One significant difference between solitary and honey bees is the way they gather pollen. Honey bees gently land on blossoms and collect pollen on their bodies. They create a paste by mixing the pollen with saliva, then storing it in saddlebags on their hind legs. However, this doesn’t result in efficient pollination.

On the other hand, solitary bees effectively spread pollen, which is vital to plants.
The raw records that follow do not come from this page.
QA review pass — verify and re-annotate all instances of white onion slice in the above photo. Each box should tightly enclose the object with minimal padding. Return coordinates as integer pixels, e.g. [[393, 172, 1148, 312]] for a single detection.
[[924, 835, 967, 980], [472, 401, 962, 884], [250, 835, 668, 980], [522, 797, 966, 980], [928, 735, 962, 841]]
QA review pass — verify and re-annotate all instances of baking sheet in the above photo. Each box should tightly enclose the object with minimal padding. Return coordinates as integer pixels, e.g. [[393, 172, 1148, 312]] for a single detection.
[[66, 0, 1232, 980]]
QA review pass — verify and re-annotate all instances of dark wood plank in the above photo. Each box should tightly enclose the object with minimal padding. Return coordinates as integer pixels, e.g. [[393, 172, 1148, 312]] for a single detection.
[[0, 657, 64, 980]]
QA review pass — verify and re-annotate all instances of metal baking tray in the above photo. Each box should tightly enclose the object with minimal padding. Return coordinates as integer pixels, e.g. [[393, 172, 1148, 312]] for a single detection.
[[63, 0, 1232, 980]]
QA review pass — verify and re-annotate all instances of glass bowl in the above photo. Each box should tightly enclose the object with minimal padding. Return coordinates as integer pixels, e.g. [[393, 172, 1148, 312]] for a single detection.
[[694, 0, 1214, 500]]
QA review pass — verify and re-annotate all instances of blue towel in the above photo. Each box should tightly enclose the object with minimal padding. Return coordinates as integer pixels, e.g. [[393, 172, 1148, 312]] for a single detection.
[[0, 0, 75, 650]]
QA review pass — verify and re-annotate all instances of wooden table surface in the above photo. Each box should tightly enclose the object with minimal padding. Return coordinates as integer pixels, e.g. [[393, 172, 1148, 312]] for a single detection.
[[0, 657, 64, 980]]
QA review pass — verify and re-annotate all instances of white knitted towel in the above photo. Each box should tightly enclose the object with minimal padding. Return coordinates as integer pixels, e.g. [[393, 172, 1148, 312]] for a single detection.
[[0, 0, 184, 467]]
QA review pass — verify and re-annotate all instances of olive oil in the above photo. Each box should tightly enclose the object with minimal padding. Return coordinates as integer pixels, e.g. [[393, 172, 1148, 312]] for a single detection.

“Solitary bees are not as sophisticated as honeybees,” said Hunter. “They belly-flop into the flower, and most pollen falls off because it is carried loosely on their dry hairy bodies. They end up spreading more pollen around. While they are bad at gathering pollen, they are better at spreading it.”

Life cycle

Solitary bees have a much faster life cycle than honey bees.

“Solitary bees live for about a year, with the majority of that time spent developing in their nesting chamber where they hatch and pupate,” says Phillips. “Their adult lives, during which they are active, lasts approximately three to eight weeks. Females tend to live a bit longer, as they need to build a nest and lay eggs.”

They’re alive for a year but only flying for about six weeks, according to Hunter. By comparison, the average life expectancy for a queen honey bee is up to five years, while worker bees usually live two to six weeks in the summer and about 20 weeks in the winter.

How To Save The Bees

It turns out it’s not the honey bees that need rescuing — it’s the solitary bees. As Phillips says, “These bees face threats ranging from habitat loss and pesticides to disease and competition from introduced species, along with changes in climate that can impact their nesting behaviors.”

Hunter says you can help by raising solitary bees in your yard. “My company teaches people simple practices to take care of and raise cavity-nesting bees,” Hunter says. “We work with researchers to understand the bees and believe in teaching to make change happen.”

Here are some other ways to help:

  • Stop spraying pesticides on your lawn, and ask your neighbors to do the same.
  • Attract native solitary bees to your garden by planting native flowering plants, like keystone host plants.
  • Make sure ground-nesting bees can burrow in the ground and provide appropriate cavities for cavity-nesting bees.
  • Build awareness by educating others about solitary bees — say, by sharing the link to this story with your friends and social media followers.